[dns-operations] DDoS botnet behaviour

Sun Jun 10 23:36:40 UTC 2012

> From: Jim Reid <jim at rfc1035.com>

> My logs tended to have a few hundred entries at a time for the same  
> (spoofed?) IP address. So as soon as I blackholed the last IP address  
> in the log file, entries for another would be appended. At 4am and  
> there's a caffeine deficit, this looks like a new client has  
> immediately popped up to replace the one that's just been nuked. In  
> fact, the "new" IP address was already there and its queries were lost  
> amongst the noise of the other 100+ addresses that were firing crap at  
> the name server.

That raises two issues.

A problem with the response rate limiting code I've been working is
logging.  One needs to be able to find out response have been rate
limited and why.  To answer that question, my current logging code
simply logs to a new BIND9 category whenever it drops a response (or
would have dropped when in test mode).  The problem is that even on
my small DNS servers that generates too much noise.  My plan is to
change from instantaneous to retrospective logging that says something
equivalent to "10.2.3.4 recently asked 27 times for A records for
example.com and the last 13 responses were dropped."

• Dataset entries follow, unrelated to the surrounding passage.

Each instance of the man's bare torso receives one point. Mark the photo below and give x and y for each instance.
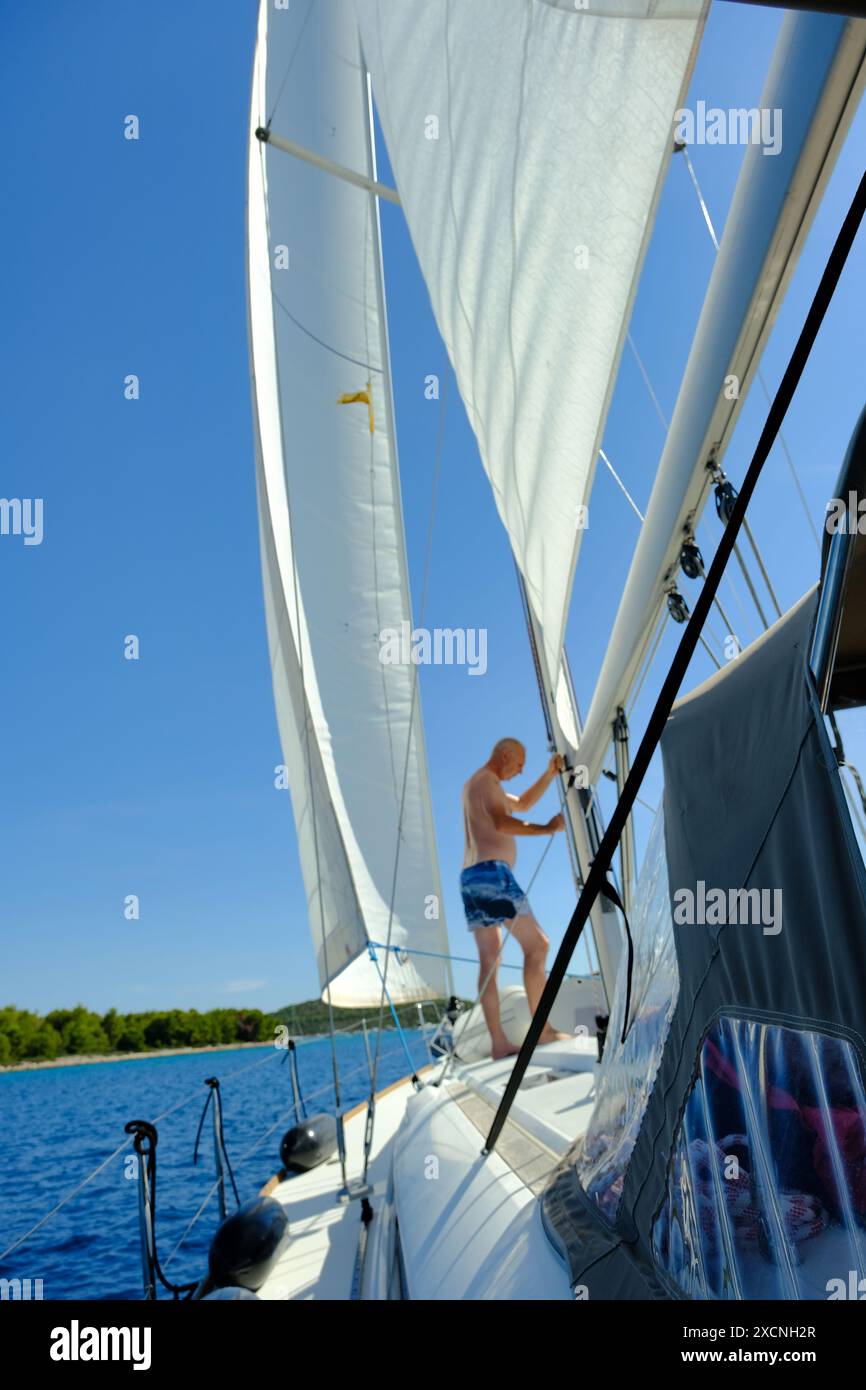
(483, 795)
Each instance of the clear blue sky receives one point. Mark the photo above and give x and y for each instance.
(156, 777)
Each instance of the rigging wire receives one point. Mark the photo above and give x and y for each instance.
(285, 77)
(666, 427)
(597, 880)
(309, 754)
(783, 442)
(622, 485)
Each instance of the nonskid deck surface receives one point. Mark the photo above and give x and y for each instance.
(555, 1098)
(552, 1108)
(324, 1230)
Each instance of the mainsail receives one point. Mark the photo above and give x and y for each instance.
(331, 530)
(528, 141)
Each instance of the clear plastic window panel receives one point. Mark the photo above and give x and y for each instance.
(766, 1193)
(628, 1070)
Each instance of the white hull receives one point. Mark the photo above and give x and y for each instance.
(467, 1226)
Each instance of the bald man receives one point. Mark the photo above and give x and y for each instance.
(491, 894)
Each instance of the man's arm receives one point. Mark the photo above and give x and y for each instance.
(501, 808)
(538, 788)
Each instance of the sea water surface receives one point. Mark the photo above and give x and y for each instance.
(59, 1123)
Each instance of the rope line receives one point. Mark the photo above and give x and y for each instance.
(783, 442)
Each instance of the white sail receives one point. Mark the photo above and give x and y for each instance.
(331, 527)
(528, 141)
(818, 77)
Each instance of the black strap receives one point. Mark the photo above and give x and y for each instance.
(688, 642)
(609, 891)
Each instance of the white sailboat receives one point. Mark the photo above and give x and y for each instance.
(509, 127)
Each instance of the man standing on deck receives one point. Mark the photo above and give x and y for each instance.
(491, 894)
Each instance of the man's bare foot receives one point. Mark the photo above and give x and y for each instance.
(552, 1036)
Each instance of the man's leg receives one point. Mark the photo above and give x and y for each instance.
(534, 945)
(488, 952)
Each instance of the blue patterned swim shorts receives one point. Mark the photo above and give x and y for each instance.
(491, 894)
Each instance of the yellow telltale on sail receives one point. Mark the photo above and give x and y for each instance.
(352, 398)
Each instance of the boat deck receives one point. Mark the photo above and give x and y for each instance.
(501, 1191)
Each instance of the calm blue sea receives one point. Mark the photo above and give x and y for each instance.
(57, 1125)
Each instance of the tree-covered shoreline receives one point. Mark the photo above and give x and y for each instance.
(78, 1032)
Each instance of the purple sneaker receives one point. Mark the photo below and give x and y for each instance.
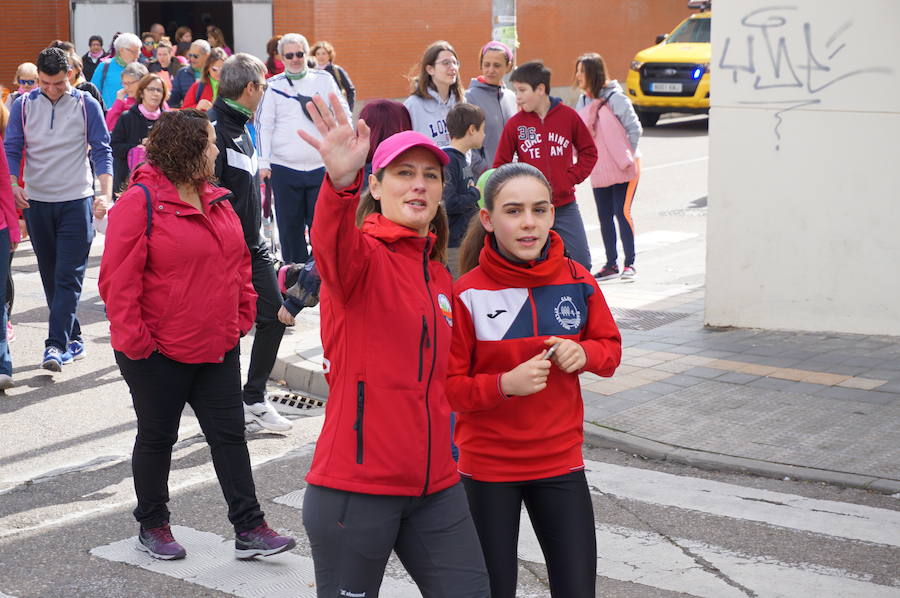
(159, 542)
(262, 540)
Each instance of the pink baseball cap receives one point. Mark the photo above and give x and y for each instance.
(398, 143)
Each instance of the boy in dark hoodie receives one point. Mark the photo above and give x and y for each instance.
(465, 124)
(548, 134)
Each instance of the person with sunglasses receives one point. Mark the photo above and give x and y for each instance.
(203, 92)
(435, 89)
(25, 81)
(295, 167)
(190, 73)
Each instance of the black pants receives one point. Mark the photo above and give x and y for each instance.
(352, 535)
(269, 331)
(563, 518)
(160, 387)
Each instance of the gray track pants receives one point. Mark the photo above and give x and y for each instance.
(352, 536)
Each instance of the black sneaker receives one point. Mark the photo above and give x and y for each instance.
(607, 272)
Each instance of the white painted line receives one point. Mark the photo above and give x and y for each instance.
(831, 518)
(650, 559)
(669, 164)
(210, 563)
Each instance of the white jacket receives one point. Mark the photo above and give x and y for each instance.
(279, 115)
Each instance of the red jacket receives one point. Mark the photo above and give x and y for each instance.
(502, 314)
(185, 291)
(386, 327)
(550, 146)
(190, 97)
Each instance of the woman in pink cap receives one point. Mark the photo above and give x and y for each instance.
(382, 478)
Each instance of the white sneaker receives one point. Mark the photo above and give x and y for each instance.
(265, 415)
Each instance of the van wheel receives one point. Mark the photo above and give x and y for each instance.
(648, 119)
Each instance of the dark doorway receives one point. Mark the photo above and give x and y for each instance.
(196, 15)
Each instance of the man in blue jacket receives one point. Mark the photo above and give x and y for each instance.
(65, 133)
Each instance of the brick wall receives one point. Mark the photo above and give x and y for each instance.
(378, 42)
(26, 27)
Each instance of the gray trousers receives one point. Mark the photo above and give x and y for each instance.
(352, 536)
(570, 227)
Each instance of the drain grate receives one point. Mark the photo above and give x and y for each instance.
(293, 403)
(640, 319)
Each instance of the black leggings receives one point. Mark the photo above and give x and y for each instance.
(563, 518)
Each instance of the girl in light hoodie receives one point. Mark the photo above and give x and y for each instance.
(498, 102)
(435, 90)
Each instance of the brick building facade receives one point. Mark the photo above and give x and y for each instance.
(379, 42)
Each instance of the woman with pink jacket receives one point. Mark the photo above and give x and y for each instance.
(610, 117)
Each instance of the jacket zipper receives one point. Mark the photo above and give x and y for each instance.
(431, 370)
(423, 344)
(360, 409)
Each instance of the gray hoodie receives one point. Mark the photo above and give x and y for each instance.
(498, 104)
(621, 107)
(429, 117)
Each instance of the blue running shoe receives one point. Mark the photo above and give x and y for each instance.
(53, 359)
(76, 349)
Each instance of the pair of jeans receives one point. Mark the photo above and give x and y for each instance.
(352, 536)
(562, 514)
(61, 235)
(295, 192)
(269, 330)
(569, 225)
(160, 387)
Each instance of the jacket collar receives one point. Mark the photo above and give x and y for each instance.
(535, 273)
(388, 231)
(162, 190)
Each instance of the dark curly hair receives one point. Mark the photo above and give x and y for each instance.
(177, 146)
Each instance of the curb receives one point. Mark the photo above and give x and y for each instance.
(603, 437)
(299, 374)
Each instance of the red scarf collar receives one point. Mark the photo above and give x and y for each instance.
(527, 274)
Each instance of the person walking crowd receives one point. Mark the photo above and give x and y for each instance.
(379, 218)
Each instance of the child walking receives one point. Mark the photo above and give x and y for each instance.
(527, 321)
(466, 124)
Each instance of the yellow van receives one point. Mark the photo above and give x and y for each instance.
(673, 75)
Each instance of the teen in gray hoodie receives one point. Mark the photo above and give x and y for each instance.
(496, 101)
(436, 89)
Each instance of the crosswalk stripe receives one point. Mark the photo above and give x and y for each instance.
(211, 563)
(856, 522)
(650, 559)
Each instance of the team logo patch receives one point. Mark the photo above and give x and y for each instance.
(446, 309)
(567, 314)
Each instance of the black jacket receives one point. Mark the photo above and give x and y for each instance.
(236, 167)
(131, 128)
(460, 196)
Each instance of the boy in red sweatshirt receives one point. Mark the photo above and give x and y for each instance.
(548, 135)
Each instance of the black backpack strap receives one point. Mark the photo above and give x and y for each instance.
(149, 208)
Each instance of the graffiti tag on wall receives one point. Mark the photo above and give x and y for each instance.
(787, 54)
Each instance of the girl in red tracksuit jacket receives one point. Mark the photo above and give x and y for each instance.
(382, 478)
(527, 321)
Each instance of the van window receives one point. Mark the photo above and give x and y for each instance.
(692, 31)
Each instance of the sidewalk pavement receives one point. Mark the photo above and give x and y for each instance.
(814, 406)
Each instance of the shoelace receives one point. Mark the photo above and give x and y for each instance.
(162, 534)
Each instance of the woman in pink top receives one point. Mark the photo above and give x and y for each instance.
(611, 119)
(9, 239)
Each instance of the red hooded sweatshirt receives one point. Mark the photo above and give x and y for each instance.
(503, 312)
(386, 325)
(550, 145)
(184, 290)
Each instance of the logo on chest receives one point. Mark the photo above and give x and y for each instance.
(567, 313)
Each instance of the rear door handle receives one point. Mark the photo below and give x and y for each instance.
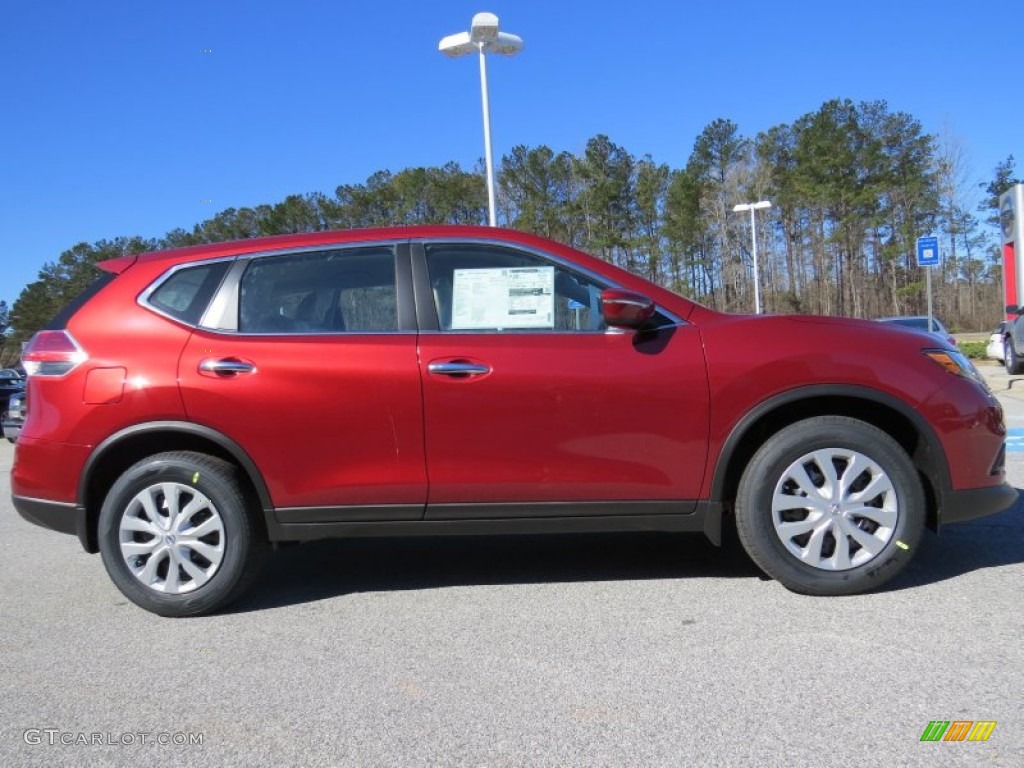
(226, 367)
(458, 369)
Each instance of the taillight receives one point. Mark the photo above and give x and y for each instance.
(52, 353)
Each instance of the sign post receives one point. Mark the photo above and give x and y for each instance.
(928, 256)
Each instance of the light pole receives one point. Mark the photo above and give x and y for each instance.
(752, 207)
(483, 37)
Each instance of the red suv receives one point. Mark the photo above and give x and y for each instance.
(197, 406)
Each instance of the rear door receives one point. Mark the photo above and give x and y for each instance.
(313, 373)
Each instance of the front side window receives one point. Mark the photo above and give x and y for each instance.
(337, 291)
(494, 288)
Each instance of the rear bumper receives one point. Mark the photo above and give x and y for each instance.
(59, 516)
(968, 505)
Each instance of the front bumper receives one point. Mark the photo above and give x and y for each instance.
(11, 428)
(59, 516)
(969, 505)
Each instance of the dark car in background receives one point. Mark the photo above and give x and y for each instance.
(206, 402)
(12, 417)
(11, 383)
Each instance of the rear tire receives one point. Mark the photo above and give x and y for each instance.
(830, 506)
(175, 535)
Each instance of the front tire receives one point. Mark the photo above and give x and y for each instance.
(830, 506)
(175, 536)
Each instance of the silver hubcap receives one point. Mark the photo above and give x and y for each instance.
(835, 509)
(172, 538)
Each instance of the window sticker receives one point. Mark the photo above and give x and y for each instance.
(503, 298)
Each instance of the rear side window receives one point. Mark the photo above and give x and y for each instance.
(336, 291)
(185, 294)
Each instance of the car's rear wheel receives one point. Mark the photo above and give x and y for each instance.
(1010, 358)
(175, 536)
(830, 506)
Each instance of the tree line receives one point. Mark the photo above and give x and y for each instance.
(851, 185)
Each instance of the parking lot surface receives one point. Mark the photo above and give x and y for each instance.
(576, 650)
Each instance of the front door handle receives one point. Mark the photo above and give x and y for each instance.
(226, 367)
(460, 370)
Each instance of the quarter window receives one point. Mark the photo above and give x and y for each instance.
(346, 290)
(185, 294)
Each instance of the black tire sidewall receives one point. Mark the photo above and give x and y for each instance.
(754, 515)
(215, 481)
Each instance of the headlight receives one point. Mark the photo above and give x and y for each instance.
(956, 364)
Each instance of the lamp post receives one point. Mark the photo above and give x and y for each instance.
(752, 207)
(483, 37)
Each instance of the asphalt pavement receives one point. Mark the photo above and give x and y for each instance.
(598, 650)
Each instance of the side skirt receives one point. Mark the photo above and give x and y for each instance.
(310, 524)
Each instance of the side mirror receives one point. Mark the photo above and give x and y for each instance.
(625, 308)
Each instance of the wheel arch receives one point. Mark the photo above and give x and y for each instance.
(888, 413)
(112, 457)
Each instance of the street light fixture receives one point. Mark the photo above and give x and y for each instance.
(483, 37)
(752, 207)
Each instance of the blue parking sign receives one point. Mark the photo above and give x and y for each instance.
(928, 251)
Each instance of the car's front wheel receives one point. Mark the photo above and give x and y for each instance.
(830, 506)
(175, 536)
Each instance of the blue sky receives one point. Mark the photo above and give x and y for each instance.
(116, 121)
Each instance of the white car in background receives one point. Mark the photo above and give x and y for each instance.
(920, 323)
(996, 347)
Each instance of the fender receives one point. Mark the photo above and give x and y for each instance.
(939, 467)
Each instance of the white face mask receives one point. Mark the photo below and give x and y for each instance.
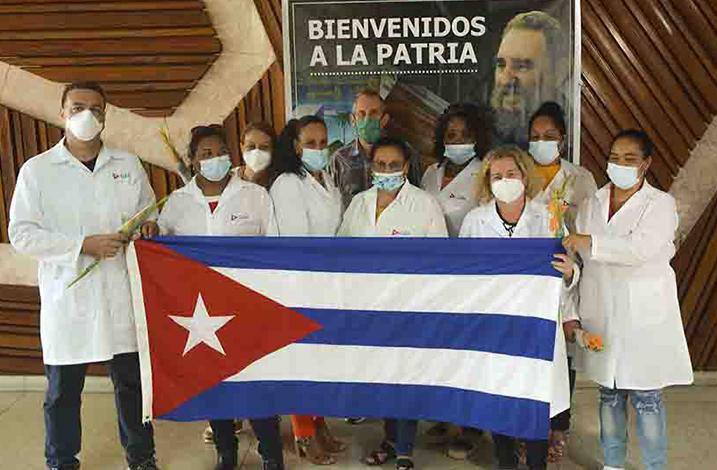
(544, 152)
(507, 190)
(257, 159)
(84, 125)
(624, 177)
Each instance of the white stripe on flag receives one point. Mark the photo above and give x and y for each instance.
(522, 295)
(496, 374)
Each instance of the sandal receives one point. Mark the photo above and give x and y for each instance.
(380, 456)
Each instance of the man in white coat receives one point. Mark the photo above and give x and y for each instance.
(393, 207)
(628, 295)
(68, 204)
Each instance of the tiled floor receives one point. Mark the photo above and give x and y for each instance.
(692, 428)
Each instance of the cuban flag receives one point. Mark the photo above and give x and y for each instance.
(463, 330)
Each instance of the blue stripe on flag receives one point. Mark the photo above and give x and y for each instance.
(373, 255)
(502, 334)
(517, 417)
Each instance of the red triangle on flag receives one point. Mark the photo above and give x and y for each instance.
(171, 286)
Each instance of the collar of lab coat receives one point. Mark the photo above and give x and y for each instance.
(62, 155)
(532, 210)
(403, 194)
(637, 201)
(465, 173)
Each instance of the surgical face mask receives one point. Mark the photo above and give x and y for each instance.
(257, 159)
(544, 152)
(314, 159)
(624, 177)
(389, 182)
(369, 129)
(215, 169)
(508, 189)
(84, 125)
(459, 153)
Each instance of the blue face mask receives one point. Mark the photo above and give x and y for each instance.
(389, 182)
(215, 169)
(315, 160)
(459, 153)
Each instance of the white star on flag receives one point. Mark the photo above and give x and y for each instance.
(202, 328)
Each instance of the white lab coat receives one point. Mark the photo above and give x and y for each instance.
(414, 213)
(580, 187)
(485, 222)
(458, 197)
(628, 292)
(244, 209)
(57, 203)
(304, 207)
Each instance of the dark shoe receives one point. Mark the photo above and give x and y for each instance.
(272, 466)
(459, 448)
(404, 463)
(149, 464)
(355, 421)
(226, 462)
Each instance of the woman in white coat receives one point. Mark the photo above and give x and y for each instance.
(460, 142)
(215, 202)
(258, 142)
(507, 183)
(306, 200)
(628, 294)
(393, 207)
(548, 144)
(307, 203)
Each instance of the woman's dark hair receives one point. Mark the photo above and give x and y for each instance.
(391, 142)
(202, 132)
(554, 112)
(639, 136)
(286, 159)
(476, 120)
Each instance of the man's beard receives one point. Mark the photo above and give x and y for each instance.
(512, 107)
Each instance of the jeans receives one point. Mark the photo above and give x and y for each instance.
(651, 426)
(508, 459)
(402, 434)
(266, 431)
(63, 429)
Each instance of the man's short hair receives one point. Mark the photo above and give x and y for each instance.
(84, 85)
(391, 142)
(538, 21)
(639, 136)
(371, 93)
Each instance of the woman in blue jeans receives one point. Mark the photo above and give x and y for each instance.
(628, 295)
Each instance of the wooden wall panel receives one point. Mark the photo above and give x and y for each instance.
(141, 46)
(653, 64)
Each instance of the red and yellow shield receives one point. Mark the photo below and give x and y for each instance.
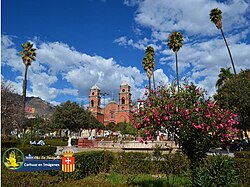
(68, 161)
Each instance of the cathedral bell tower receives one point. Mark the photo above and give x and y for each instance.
(125, 103)
(95, 103)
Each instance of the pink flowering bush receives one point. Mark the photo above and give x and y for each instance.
(195, 121)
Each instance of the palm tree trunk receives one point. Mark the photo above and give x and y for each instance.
(25, 86)
(230, 55)
(149, 84)
(177, 73)
(154, 80)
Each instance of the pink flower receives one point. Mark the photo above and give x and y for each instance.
(207, 115)
(166, 118)
(186, 112)
(141, 140)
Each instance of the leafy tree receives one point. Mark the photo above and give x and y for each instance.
(110, 126)
(148, 65)
(28, 55)
(11, 109)
(197, 123)
(235, 95)
(216, 18)
(175, 43)
(225, 75)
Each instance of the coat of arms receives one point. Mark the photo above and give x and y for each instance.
(68, 161)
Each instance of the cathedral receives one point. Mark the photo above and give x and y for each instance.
(112, 112)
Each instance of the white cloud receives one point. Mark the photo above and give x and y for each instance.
(192, 16)
(204, 51)
(140, 44)
(56, 62)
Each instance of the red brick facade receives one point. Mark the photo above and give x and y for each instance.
(113, 112)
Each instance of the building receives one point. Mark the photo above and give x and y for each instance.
(112, 112)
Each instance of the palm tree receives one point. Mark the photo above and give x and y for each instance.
(28, 55)
(148, 64)
(175, 43)
(225, 75)
(147, 70)
(150, 55)
(216, 18)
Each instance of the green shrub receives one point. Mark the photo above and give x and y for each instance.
(242, 154)
(132, 163)
(10, 178)
(176, 164)
(94, 162)
(242, 167)
(217, 170)
(39, 150)
(9, 143)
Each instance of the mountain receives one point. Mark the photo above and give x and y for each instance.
(38, 107)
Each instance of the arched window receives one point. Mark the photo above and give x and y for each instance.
(123, 101)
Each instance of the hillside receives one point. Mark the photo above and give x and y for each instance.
(42, 108)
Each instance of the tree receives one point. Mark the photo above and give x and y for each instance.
(175, 43)
(11, 109)
(28, 55)
(225, 75)
(235, 95)
(197, 122)
(148, 65)
(216, 18)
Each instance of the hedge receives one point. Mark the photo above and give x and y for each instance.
(9, 143)
(95, 162)
(242, 167)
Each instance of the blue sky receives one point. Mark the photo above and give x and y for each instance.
(82, 43)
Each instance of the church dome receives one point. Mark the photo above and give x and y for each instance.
(95, 87)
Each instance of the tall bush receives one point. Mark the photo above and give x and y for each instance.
(195, 120)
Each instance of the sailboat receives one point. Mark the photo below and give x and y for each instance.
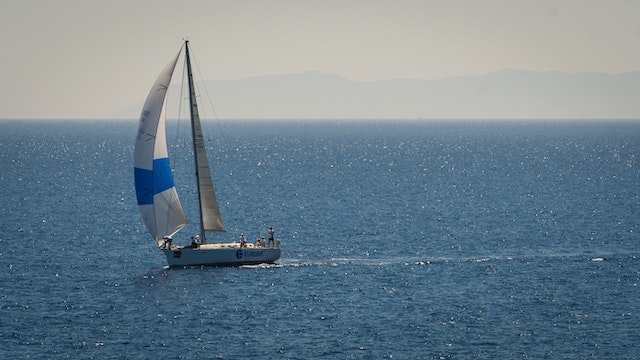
(157, 195)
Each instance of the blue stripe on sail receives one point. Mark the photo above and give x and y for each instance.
(162, 179)
(144, 184)
(150, 183)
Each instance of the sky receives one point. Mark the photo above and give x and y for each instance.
(88, 59)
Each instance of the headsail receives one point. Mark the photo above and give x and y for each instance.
(209, 210)
(155, 190)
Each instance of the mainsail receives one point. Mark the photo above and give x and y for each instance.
(155, 190)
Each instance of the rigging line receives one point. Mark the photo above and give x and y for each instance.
(217, 120)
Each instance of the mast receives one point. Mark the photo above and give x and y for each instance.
(210, 218)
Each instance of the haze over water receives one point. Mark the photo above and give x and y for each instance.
(403, 239)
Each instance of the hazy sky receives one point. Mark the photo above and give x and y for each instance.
(89, 59)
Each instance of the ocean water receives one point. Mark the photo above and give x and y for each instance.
(401, 239)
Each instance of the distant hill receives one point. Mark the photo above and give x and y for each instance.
(505, 94)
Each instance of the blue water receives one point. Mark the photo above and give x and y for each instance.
(400, 240)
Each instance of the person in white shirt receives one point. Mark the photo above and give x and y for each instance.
(195, 241)
(271, 235)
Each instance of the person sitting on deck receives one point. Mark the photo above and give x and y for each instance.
(195, 241)
(271, 234)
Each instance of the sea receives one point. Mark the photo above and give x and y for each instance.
(405, 239)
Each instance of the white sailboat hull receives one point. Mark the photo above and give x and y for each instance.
(221, 255)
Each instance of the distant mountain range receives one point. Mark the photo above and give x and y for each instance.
(505, 94)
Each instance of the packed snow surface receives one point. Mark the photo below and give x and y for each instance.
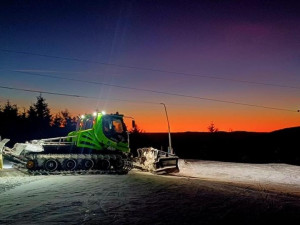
(204, 192)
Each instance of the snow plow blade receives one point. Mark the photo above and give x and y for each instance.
(156, 161)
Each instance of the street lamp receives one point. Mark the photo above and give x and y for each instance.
(170, 149)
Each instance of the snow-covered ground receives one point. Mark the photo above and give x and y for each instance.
(204, 192)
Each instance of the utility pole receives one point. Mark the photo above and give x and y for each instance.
(170, 149)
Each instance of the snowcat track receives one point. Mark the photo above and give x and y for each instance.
(24, 170)
(20, 164)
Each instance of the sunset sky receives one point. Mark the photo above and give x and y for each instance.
(226, 62)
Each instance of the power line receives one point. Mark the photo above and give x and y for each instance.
(186, 96)
(151, 69)
(73, 95)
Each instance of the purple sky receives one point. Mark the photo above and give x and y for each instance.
(255, 41)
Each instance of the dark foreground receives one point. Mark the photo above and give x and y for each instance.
(138, 198)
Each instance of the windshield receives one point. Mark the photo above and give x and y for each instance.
(114, 128)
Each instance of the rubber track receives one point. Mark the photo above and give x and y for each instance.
(23, 169)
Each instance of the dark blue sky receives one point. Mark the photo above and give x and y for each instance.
(256, 41)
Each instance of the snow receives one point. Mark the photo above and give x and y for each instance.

The second issue concerns log noise and the popular enthusiasm for
using Bloom filters for DNS response rate limiting.  I've heard more
than one suggestion for using Bloom filters for DNS response rate
limiting.  Bloom filters are a great idea for some things but I think
they a problem instead of a solution here.  The problem is suggested
by the word "probabilistic" in "Part of a series on Probabilistic data
structures" on https://en.wikipedia.org/wiki/Bloom_filter

It's like the difference between accounting and statistics.  You don't
(and for privacy reasons must not) care exactly how many nearby
households have incomes above or below twice the median for your
neighborhood.  A statistical statement like 99.9% of your neighbors
earned $31,000 +/-$10,000 is fine.  On the other, accounting hand,
you'd be unhappy if your bank told you that 0.1% of your bank statements
would be fiction, and you'd have to guess which.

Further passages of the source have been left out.